Antes de que pudiera despertarse y aceptar la realidad, Regina había experimentado tres ataques de pánico consecutivos, los cuales las enfermeras habían tratado suministrándole sedantes para mantenerla bajo control.
Ahora finalmente se encontraba lucida y dispuesta a escuchar las explicaciones que tenía su médico para darle.
Aun así, no pudo evitar que sus ojos se encontraran perdidos en la blancura de la pared de aquella habitación de hospital. Su doctor, el mismo que la había tratado durante todos esos años, le hacía ver que su vida había cambiado y que, aunque ella había estado inmóvil en una cama, el mundo a su alrededor no había parado de girar.
—Pero cómo pudieron hacerme esto… —susurró con voz débil, mientras sostenía los papeles de divorcio en sus manos.
Le parecía increíble que Nicolás, el hombre que pensó que la amaba, no había esperado ni siquiera un año para entablar una demanda de divorcio delante de un juez alegando que era una carga para su vida, una carga de la que ansiaba liberarse, pero no conforme con eso, se aseguró de quedarse con la mitad de sus bienes.
Regina maldijo en silencio, sintiéndose repentinamente tonta.
¿Por qué no se le ocurrió hacer un acuerdo prenupcial?
¿Por qué confió ciegamente en un desconocido?
Porque justo ahora, eso era lo que era Nicolás: un completo extraño.
A él no le había importado dejarla desamparada en manos del único familiar que le quedaba, el mismo familiar que casualmente era su tía, la persona que más la odiaba.
¿De verdad tan poco la quería?
¿Ese amor que le había profesado en el altar era solo mentira?
—Necesito verlo —solicitó en voz baja.
Las lágrimas no dejaban de salir de sus ojos, pero, aun así, ansiaba comprobar que todo esto no se trataba de un mal sueño y la única manera de poder hacerlo era viéndolo a él, a Nicolás, al hombre que para su mala fortuna seguía amando.
El médico le dedicó una sonrisa cargada de compasión antes de asentir y marcharse para organizar el encuentro.
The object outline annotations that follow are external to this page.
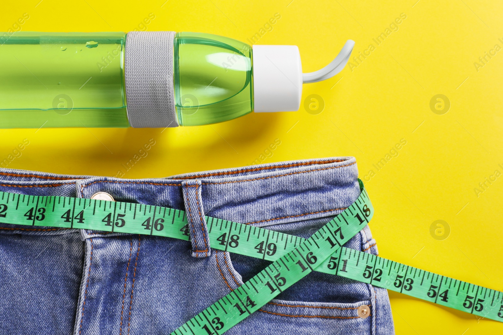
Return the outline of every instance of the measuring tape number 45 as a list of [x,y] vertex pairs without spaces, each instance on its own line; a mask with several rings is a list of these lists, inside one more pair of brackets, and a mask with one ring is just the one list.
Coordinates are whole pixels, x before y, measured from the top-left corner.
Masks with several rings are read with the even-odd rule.
[[[356,201],[307,239],[206,216],[212,248],[273,263],[172,335],[222,334],[312,271],[503,321],[503,292],[343,247],[374,213],[359,182]],[[190,239],[183,210],[103,200],[2,192],[0,221]]]

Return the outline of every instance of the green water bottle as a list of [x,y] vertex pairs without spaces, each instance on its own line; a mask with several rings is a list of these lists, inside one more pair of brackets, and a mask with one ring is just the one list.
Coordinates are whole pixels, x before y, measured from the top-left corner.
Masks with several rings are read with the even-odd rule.
[[0,128],[165,128],[297,110],[303,83],[296,46],[254,45],[174,32],[0,34]]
Regina se mordió el labio inferior, repentinamente consciente de que vería a su marido, o, mejor dicho, a su exmarido, porque ya no estaban casados. Nicolás se había asegurado de eso. Ahora era una mujer soltera, despojada de toda su fortuna y, quien experimentaba un dolor intenso e insoportable en su corazón.
El dolor de la traición.
Y así transcurrieron las horas…
Regina no pudo evitar recordar el día en que conoció a Nicolás.
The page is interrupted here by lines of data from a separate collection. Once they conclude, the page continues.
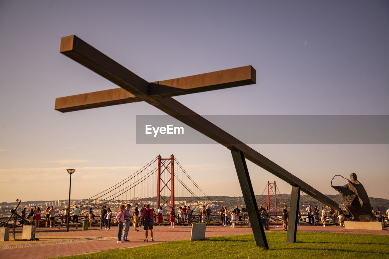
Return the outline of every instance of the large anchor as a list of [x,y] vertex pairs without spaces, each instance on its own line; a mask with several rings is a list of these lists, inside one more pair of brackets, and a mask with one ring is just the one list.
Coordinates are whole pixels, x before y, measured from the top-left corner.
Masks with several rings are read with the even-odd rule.
[[[16,227],[16,221],[18,219],[18,218],[19,218],[19,219],[20,219],[20,220],[19,221],[19,222],[20,222],[21,223],[22,222],[23,222],[23,223],[27,225],[32,224],[32,223],[30,223],[28,220],[26,219],[20,215],[19,215],[19,214],[18,214],[18,212],[16,212],[16,210],[18,209],[18,207],[19,207],[19,205],[20,204],[20,203],[21,202],[21,201],[19,200],[19,199],[16,199],[16,201],[19,202],[19,203],[18,203],[18,205],[16,205],[16,207],[14,209],[12,209],[11,210],[10,212],[11,212],[11,216],[9,216],[9,217],[8,218],[8,220],[7,221],[7,222],[6,222],[5,224],[4,224],[4,227],[5,228],[6,227],[7,224],[8,224],[8,222],[10,220],[11,220],[11,219],[12,218],[12,217],[13,217],[14,224],[12,225],[12,227],[13,227],[12,228],[13,228],[13,232],[14,235],[14,240],[15,240],[16,241],[20,241],[22,240],[29,240],[27,239],[16,239],[16,238],[15,238],[15,228]],[[38,238],[35,238],[34,239],[32,240],[33,241],[35,241],[35,240],[39,240],[39,239]]]

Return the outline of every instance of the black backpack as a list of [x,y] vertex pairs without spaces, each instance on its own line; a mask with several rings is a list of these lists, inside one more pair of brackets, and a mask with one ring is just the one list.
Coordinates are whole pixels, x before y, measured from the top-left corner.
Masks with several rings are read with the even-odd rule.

Un mes después de la muerte de sus padres, se sentía bastante deprimida, así que, aquel muchacho que le sonrió en el parque fue como un pequeño bálsamo para su alma abatida.
No se sentía una persona especialmente afortunada. Su suerte en el amor no había sido muy buena hasta ese momento, hasta ese primer flechazo, el cual vino de unos ojos grises como el cielo, y de un cabello negro que contrastaba enormemente con la luz brillante que le regalaba el sol de esa tarde.
Pero allí estaba él, Nicolás, negándose a ser ignorado, negándose a pasar desapercibido en su vida y dispuesto a poner su mundo de cabeza y no en el buen sentido.
Y justo era lo que había hecho.
Había sido dulce, detallista.
Y ahora…
¿Quién era este hombre y dónde estaba su marido?
Sin duda, este no era el Nicolás que conocía.
Era un impostor.
—¿Qué?
—Lo que escuchas, Regina. No creo que el coma te haya dejado sorda también, ¿o sí? —repuso con frialdad, mirándola fijamente a los ojos—. Te odio. Eso es todo lo que tengo que decir.
Regina no lo podía creer.
¿La odiaba?
¿Por qué?
—¿Desde cuándo? —se atrevió a preguntar, porque sentía un ligero presentimiento de que ese odio no había nacido el día de su accidente, ese odio venía desde hacía mucho tiempo atrás.
—Desde siempre.
—¡¿Y entonces por qué te casaste conmigo?! —explotó finalmente, rebasada ante este nuevo descubrimiento.
—Porque esa era la única manera que tenía para quedarme con tu dinero.